What we have achieved is a way of presenting a compiler’s inner workings by both showing intermediate representations, and how each expression in each intermediate representation relates to expressions before and after it. To the best of our knowledge, there is no other tool available that combines these features. We will briefly mention a selection of previous compiler explorers and their features. They have in common that they perform one of these feats—displaying intermediate states of compilation or relating sections of source code and target code—but not both.

The HERMIT tool is a plugin to the Glasgow Haskell Compiler, GHC, that lets Haskell programmers interact directly with the compilation of their source program [8]. By pausing compilation and allowing the programmer to view and interactively perform transformations on the GHC Core language AST, the programmer can find possible optimizations to their source program. HERMIT thus has powerful capabilities not present in the Compiler Explorer presented in this paper. HERMIT does not, however, implement something similar to our expression tracking, but relies on the programmer making manual edits and using version control of the edits to observe different outcomes.

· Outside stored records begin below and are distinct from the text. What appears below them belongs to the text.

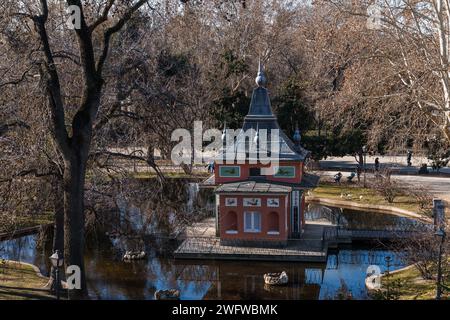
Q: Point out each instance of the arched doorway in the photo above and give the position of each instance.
(230, 223)
(273, 223)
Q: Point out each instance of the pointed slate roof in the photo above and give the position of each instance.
(259, 118)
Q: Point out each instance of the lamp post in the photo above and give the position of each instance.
(364, 148)
(388, 265)
(441, 234)
(57, 261)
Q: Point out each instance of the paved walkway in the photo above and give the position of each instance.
(393, 162)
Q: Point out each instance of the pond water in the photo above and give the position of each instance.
(108, 277)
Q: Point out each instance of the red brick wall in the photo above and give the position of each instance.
(283, 214)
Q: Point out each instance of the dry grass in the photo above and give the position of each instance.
(356, 193)
(20, 282)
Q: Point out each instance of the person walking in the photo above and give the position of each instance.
(377, 164)
(408, 158)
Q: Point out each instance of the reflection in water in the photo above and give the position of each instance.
(110, 278)
(140, 213)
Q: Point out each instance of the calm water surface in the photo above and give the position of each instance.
(109, 277)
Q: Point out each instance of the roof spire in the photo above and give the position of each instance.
(260, 78)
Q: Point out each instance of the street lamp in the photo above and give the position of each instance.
(388, 266)
(57, 261)
(441, 234)
(364, 148)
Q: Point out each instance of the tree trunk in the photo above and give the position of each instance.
(74, 178)
(58, 227)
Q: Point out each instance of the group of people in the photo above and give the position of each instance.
(357, 173)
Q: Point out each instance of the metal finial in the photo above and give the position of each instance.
(224, 132)
(297, 136)
(260, 78)
(256, 139)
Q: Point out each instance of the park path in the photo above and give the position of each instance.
(438, 186)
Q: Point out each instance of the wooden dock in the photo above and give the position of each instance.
(200, 242)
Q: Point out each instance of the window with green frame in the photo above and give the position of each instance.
(285, 172)
(230, 171)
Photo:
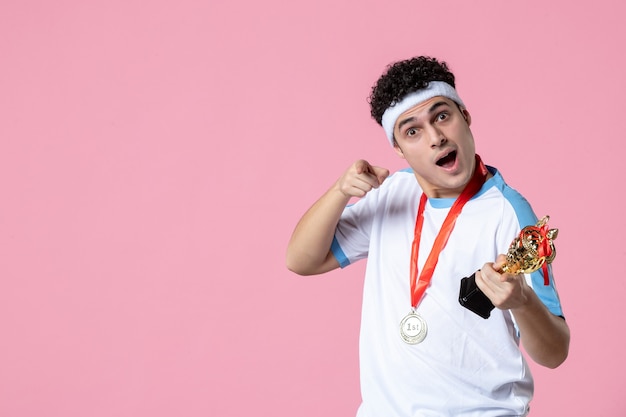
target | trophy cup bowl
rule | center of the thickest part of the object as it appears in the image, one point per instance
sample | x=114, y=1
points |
x=532, y=249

There exists at least one tool for relating source code in C++, D, Rust, and Go code with corresponding assembly code, line by line [3]. In it, one can highlight the code in the source or the assembly, much the same way as one can in our interface described in Sect. 3.4. However, the tool does not show any intermediate states, and it is therefore not possible to follow the compiler’s inner workings step by step via the tool.

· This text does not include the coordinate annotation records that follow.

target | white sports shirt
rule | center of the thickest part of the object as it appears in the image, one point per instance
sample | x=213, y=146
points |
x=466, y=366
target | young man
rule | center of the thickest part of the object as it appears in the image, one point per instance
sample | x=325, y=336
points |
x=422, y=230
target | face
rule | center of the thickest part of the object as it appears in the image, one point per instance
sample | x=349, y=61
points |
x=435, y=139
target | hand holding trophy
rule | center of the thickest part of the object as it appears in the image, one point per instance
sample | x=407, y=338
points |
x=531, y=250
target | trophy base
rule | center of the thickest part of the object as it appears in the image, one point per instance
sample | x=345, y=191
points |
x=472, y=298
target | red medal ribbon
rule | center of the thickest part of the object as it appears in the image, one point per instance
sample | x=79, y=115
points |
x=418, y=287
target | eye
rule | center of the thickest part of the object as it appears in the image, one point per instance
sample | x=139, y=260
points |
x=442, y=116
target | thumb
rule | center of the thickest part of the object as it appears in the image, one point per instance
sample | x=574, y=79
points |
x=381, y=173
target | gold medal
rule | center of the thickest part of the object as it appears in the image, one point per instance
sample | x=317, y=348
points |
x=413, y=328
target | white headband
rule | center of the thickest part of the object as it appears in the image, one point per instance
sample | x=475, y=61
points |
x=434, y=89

There also exists several tools for outputting intermediate compiler states and information about them. Notably, there is an old, deprecated Compiler Explorer for CakeML [2], developed by Yong Kiam Tan. There is also an unparser for an educational compiler made by Sarkar et al. [12] which can pretty-print the compiler’s intermediate states, and the LLVM Visualization Tool [4] which can display intermediate compiler states in a number of ways, such as with call hierarchies and control-flow graphs. What all these tools lack, however, is the possibility to relate sections of code in each intermediate language. One is presented only with the complete intermediate state, without any facilities to relate expressions in them. For anything but very simple programs, it becomes very difficult to follow the actual translation of sections of code and consequently what transformations the compiler actually performs at intermediate steps. On this basis, we believe our approach is viable and fills an important gap.

5 Summary

We have shown how to extend the pure functions of a verified compiler to be able to track expressions as they pass through compilation, and how this tracking information can be presented. To make it possible to track expressions, we introduce the tra datatype and show how its values can be built gradually to encode ancestry. To output this information, we introduce three new intermediate languages with the special purpose of translation that does not interfere with regular compilation but can still show the intermediate results of it. We have also developed a basic interactive interface for visualizing the tracking information.

The changes to the compiler are included in the master branch of the official CakeML repository [1] and our web application can be found in a separate repository [5].